The measures are outlined in a draft document seen by dpa on Friday, following late-night talks on Thursday between leading conservatives and their junior partner, the centre-left Social Democrats, SPD.
Under the agreement, a pensions commission is to present proposals for a comprehensive reform by mid-2026.
The commission is to be tasked with examining an extension of working life beyond the pension age of 67, a measure previously seen as taboo for the SPD.
The document is intended to appease the youth wing of Merz's conservative bloc, which has threatened to vote down a bill on pension reform in parliament.
Under the coalition deal agreed when Merz's government took office earlier this year, the standard pension level is to be fixed at 48% of average income until 2031.

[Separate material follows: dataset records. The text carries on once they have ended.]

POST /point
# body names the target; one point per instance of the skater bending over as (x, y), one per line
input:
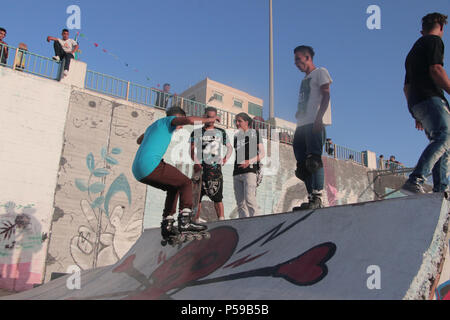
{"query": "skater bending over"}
(149, 168)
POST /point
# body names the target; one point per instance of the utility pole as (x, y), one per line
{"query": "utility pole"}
(271, 94)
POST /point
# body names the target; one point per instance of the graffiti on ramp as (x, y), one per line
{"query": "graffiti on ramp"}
(193, 263)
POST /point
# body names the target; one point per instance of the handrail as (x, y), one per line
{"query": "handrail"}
(158, 99)
(23, 60)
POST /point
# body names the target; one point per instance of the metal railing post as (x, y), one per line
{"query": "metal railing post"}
(15, 57)
(128, 90)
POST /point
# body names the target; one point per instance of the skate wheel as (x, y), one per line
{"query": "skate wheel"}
(199, 236)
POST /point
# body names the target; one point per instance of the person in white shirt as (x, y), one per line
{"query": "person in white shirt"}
(313, 115)
(65, 48)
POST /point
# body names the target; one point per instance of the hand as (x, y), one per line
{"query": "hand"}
(419, 125)
(318, 126)
(245, 165)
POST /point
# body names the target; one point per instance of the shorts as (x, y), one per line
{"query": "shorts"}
(212, 184)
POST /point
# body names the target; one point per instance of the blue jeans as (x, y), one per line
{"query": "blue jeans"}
(307, 143)
(434, 114)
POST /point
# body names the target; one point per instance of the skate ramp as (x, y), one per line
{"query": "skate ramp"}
(377, 250)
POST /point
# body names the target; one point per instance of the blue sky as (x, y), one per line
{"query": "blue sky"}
(183, 41)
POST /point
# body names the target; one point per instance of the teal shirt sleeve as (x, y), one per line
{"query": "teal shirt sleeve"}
(168, 123)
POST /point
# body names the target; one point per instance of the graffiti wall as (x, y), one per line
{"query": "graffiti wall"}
(32, 121)
(346, 182)
(99, 206)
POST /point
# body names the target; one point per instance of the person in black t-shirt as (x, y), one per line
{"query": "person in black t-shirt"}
(424, 84)
(249, 153)
(208, 142)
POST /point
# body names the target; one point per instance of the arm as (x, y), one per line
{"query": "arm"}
(197, 163)
(140, 139)
(325, 90)
(229, 153)
(75, 49)
(440, 77)
(49, 38)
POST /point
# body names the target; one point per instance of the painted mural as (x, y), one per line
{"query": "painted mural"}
(99, 206)
(20, 239)
(104, 238)
(191, 265)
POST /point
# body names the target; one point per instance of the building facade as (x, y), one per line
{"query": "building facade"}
(224, 97)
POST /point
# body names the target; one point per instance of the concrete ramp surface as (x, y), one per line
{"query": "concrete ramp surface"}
(377, 250)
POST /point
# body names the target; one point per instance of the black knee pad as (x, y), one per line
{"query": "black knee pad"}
(301, 171)
(313, 163)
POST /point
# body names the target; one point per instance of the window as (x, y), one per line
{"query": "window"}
(254, 109)
(218, 96)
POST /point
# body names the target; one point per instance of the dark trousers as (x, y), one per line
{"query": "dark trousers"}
(170, 179)
(62, 54)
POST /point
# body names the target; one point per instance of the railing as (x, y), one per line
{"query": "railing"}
(26, 61)
(158, 99)
(343, 153)
(106, 84)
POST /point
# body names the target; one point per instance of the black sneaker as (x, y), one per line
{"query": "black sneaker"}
(316, 203)
(413, 187)
(304, 205)
(167, 227)
(185, 223)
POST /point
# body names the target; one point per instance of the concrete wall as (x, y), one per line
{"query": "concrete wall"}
(66, 156)
(346, 183)
(99, 206)
(32, 118)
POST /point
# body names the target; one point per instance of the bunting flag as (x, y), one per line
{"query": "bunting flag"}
(97, 45)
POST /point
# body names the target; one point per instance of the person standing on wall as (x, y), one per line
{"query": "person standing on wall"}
(3, 49)
(162, 97)
(313, 115)
(425, 83)
(207, 142)
(65, 48)
(249, 153)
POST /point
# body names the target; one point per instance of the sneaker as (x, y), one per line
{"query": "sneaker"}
(413, 187)
(167, 227)
(200, 220)
(185, 223)
(316, 203)
(304, 205)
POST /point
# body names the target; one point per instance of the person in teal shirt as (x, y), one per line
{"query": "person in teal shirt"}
(149, 168)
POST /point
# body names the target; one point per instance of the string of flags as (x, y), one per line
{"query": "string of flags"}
(116, 57)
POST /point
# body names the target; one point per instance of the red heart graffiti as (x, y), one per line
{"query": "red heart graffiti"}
(308, 268)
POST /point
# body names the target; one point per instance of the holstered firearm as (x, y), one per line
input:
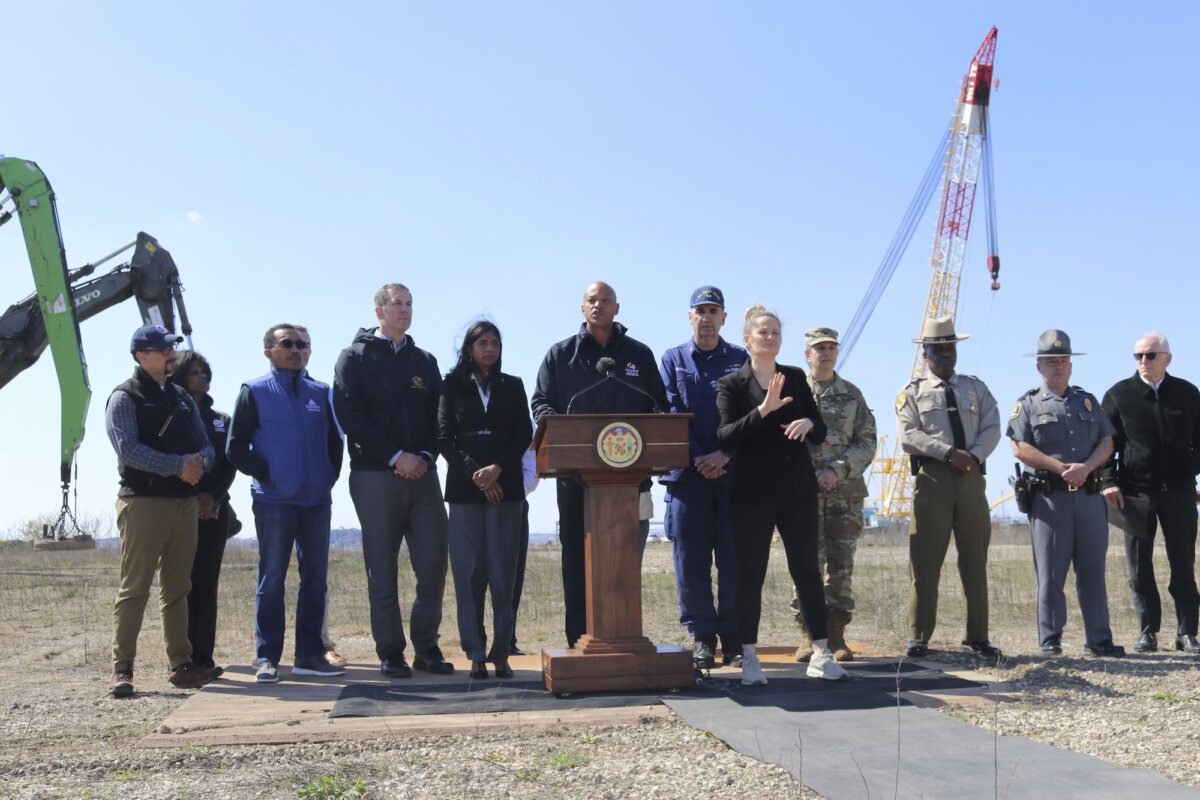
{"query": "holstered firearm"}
(1024, 486)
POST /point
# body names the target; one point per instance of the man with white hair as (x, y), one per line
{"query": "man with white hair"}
(1151, 481)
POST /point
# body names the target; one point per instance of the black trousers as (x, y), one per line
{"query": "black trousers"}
(570, 535)
(1176, 512)
(202, 600)
(754, 523)
(522, 557)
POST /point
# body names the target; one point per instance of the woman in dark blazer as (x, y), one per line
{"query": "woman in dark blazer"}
(195, 376)
(766, 414)
(483, 432)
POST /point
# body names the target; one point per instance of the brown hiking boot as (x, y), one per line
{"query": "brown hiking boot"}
(838, 623)
(121, 685)
(804, 650)
(189, 675)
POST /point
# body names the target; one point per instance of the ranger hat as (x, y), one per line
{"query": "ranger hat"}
(939, 331)
(1053, 343)
(819, 335)
(153, 337)
(707, 295)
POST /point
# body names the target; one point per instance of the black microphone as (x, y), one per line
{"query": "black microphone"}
(605, 366)
(609, 367)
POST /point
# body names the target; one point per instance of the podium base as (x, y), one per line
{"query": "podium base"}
(573, 671)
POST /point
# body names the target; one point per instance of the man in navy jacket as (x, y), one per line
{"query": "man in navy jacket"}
(283, 437)
(385, 394)
(569, 383)
(1152, 479)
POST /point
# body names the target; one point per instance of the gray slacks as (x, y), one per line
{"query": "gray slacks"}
(393, 510)
(1071, 528)
(485, 543)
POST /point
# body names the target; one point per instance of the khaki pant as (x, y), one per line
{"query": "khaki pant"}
(157, 534)
(945, 503)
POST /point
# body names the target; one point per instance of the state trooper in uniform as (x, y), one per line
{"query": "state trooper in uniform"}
(1061, 433)
(948, 423)
(840, 462)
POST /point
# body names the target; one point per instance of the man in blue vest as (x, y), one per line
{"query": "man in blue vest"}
(161, 455)
(283, 437)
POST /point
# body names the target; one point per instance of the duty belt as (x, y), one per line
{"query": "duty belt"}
(1051, 482)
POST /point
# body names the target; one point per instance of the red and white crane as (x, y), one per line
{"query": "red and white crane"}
(964, 160)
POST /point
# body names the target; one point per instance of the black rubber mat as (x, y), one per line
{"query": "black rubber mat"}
(868, 687)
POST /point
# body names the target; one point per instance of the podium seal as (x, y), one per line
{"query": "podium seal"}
(619, 444)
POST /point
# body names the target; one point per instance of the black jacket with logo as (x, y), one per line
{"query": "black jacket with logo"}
(1157, 445)
(570, 367)
(387, 400)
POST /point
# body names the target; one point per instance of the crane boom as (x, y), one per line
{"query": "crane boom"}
(967, 160)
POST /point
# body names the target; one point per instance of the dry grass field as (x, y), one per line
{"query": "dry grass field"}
(63, 738)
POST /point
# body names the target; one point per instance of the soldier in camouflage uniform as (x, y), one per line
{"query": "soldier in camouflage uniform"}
(840, 462)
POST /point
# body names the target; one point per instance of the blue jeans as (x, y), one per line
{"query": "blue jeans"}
(697, 523)
(280, 528)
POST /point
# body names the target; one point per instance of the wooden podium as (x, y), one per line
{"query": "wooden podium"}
(612, 453)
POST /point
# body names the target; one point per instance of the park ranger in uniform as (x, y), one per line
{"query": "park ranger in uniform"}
(1060, 432)
(948, 423)
(840, 462)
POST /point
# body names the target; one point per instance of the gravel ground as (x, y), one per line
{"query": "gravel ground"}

Beyond that, however, a higher baseline was foreseen, costing Germany's dwindling working-age population up to an additional EUR15 billion per year - something the conservative youth wing rejects.
The SPD had rejected any changes to the bill, which the coalition has been determined to pass this year.
Immediate reaction from the youth wing was unavailable on Friday morning, but Merz said he was confident that the compromise would be backed.
"I count on agreement," the chancellor stated.
SPD leader Lars Klingbeil played down any talk of disputes within the coalition, arguing that his party had always underlined the need for structural reforms.
"There is no antagonism in this coalition, we were already in agreement on this during the coalition negotiations," he stressed.
The compromise text, intended to accompany the new pensions law, focuses on the so-called sustainability factor - calculations that take Germany's ageing population into account so that expenditure does not spiral out of control.
Contribution rates are to remain stable for the next ten years.
A new focus is to be placed on private and employer-funded pension provisions, alongside the state pension.
Using dividends from a federal equity package worth EUR10 billion, the government aims to support younger generations in building up private provisions.